Seit 30 Jahren überträgt RTL die Formel 1. Damit ist nun Schluss: Nachdem die Einschaltquoten zuletzt abermals gesunken waren, hatte der Privat-Sender zuletzt angekündigt, sich komplett aus der schnellsten Rennserie der Welt zu verabschieden. In Zukunft werden die Rennen in Deutschland ausschließlich beim PayTV-Sender Sky übertragen.
Damit verschwindet auch "Mr. Boxengasse" Kai Ebel von der Formel-1-Bildfläche. Im Interview mit dem "Spiegel" erinnert sich der 58-Jährige an seine ersten Formel-1-Erfahrungen und gewährt Einblicke hinter die Kulissen. Bei der Gelegenheit verrät er auch, wie die Piloten zur neuen Netflix-Serie "Drive to Survive" stehen.

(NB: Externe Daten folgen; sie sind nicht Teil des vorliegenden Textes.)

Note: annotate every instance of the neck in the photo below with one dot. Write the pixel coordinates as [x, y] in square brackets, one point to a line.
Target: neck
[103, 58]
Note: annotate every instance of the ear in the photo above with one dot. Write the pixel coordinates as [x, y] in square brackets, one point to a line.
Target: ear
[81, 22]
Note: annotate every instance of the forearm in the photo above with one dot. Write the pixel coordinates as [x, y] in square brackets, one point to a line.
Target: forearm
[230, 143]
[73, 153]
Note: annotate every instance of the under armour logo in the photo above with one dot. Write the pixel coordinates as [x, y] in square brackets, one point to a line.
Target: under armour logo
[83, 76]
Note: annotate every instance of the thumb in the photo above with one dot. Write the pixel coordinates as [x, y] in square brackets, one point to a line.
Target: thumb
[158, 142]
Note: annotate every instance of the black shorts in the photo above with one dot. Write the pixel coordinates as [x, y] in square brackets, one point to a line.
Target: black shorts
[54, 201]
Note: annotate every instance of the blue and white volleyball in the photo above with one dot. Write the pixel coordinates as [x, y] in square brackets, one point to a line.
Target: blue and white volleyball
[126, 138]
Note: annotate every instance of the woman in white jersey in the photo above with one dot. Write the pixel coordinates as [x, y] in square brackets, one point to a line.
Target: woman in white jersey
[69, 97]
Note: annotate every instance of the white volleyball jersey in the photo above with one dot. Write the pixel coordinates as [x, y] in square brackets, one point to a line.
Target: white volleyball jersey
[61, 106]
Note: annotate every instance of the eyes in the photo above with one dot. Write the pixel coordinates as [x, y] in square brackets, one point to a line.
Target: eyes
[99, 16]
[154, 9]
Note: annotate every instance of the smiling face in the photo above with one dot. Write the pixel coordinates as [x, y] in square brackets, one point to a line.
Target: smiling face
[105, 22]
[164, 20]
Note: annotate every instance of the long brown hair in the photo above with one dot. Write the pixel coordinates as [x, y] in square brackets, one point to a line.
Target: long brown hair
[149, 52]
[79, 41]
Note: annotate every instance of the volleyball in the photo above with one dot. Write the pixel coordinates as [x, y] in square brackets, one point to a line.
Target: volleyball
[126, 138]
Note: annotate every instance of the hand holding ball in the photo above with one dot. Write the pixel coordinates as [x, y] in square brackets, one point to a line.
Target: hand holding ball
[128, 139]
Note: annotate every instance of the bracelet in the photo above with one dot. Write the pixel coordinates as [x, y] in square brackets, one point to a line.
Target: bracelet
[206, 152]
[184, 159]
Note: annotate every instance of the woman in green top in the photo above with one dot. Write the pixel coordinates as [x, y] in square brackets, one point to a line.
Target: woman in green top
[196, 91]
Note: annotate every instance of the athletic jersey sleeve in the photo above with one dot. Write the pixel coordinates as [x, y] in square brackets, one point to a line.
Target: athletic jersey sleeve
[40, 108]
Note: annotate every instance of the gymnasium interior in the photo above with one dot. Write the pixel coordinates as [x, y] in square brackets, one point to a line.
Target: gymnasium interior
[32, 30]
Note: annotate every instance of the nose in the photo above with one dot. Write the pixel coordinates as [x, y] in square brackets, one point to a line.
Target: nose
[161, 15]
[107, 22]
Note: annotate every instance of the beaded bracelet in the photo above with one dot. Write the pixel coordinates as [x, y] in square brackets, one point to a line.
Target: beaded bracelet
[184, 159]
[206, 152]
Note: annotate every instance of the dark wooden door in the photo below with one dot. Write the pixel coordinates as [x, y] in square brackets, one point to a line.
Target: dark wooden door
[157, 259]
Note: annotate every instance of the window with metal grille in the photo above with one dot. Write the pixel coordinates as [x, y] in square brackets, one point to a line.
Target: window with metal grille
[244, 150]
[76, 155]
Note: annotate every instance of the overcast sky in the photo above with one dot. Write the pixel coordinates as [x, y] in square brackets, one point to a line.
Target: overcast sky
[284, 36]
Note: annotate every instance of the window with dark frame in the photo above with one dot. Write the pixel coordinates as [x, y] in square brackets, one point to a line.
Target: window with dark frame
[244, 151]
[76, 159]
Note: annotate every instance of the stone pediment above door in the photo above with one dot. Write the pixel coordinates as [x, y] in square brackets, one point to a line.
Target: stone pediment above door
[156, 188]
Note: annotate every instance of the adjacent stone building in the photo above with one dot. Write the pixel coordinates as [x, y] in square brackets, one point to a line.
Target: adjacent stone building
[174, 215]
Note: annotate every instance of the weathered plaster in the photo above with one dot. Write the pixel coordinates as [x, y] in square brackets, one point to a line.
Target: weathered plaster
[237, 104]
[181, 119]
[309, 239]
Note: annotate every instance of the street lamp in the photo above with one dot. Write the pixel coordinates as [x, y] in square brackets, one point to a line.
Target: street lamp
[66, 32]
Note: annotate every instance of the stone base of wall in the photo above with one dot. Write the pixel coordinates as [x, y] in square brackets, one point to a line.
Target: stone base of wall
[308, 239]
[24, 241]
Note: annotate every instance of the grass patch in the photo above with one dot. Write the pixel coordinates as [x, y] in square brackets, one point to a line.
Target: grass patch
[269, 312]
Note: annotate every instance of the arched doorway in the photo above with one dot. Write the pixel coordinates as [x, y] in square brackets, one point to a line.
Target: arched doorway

"Die Serie geht nicht zu sehr in die Tiefe und setzt auf starke optische Effekte, auf Drama", lautet Ebels persönliche Einschätzung. Für Formel 1-Experten hat die Serie demnach wenig zu bieten. "Es ist eine Gebrauchsanweisung für Einsteiger in den Motorsport", erklärt der Sportjournalist.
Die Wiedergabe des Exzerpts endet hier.